Along a fairly flat coastline – fairly flat all the way from north Wales to southern Scotland, in fact – St Bees Head stands out in more ways than one. Cumbria’s most westerly point, this exposed headland reaches a high point of about 300ft at North Head. Its towering cliffs are composed of the local sandstone, a striking red-coloured rock that has been used in the construction of many building in the nearby village of St Bees.
In summer, the headland becomes a busy, noisy place as thousands of birds return to the cliffs to nest. Razorbills, fulmars, kittiwakes, herring gulls and cormorants are among the many species found here, but the stars of the show are the black guillemots which breed nowhere else in England. There are three RSPB viewing platforms, all easily accessed from the cliff-top path. The cliffs can also be seen from the little-visited shingle beach at Fleswick Bay, which can only be reached via a slippery scramble down the coast path.

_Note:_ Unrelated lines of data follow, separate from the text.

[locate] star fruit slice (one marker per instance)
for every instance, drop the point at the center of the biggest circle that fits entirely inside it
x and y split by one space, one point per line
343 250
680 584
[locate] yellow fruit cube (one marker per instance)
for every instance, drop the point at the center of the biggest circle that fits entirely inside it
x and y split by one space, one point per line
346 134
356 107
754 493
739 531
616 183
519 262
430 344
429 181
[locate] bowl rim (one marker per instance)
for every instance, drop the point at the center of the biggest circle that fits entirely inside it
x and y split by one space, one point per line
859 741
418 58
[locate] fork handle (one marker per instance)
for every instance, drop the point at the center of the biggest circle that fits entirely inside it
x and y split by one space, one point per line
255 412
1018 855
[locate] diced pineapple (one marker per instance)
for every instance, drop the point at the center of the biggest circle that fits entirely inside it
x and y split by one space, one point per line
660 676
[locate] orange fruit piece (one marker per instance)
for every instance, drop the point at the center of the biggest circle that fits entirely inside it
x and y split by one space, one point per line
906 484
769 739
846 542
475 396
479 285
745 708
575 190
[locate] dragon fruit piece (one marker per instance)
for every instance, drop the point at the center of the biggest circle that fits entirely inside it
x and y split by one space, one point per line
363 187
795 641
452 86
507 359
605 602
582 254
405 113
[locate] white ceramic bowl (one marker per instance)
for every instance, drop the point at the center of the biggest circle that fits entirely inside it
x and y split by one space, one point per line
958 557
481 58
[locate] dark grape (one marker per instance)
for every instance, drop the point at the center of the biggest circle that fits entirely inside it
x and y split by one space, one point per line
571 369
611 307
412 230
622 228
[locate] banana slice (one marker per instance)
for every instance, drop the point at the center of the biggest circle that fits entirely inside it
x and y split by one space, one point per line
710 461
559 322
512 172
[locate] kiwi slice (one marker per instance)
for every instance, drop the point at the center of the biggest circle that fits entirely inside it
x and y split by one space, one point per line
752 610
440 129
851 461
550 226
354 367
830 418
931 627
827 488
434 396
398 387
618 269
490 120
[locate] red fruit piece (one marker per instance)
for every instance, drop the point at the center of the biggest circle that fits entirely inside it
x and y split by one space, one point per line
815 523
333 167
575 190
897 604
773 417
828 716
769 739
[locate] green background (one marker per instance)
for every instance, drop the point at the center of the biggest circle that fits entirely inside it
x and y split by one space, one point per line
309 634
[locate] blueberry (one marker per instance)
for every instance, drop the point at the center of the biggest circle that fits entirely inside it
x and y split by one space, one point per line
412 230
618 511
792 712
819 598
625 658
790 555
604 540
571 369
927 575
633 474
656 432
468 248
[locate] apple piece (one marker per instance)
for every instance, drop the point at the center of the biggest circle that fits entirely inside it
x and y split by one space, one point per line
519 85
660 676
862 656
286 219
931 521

The path over the gorse and grass-topped cliffs forms the first part of Alfred Wainwright’s long-distance Coast to Coast route. This starts at St Bees village and makes its way north over the windswept cliffs for nearly four miles before heading inland on its long journey across three National Parks to Robin Hood’s Bay 190 miles away. A less demanding walk starts in St Bees and heads north along the cliffs to Whitehaven, just seven miles away. As well as the RSPB reserve and Fleswick Bay, attractions along the way include the lighthouse at North Head and the industrial archaeology associated with this coast’s mining heritage.
The nearby seaside village of St Bees, on the Cumbria Coast railway line, is popular with holidaymakers. It has campsites, B&Bs and a handful of pubs and small hotels. Among its oldest buildings are the early twelfth-century St Bees Priory Church and the Elizabethan part of St Bees School.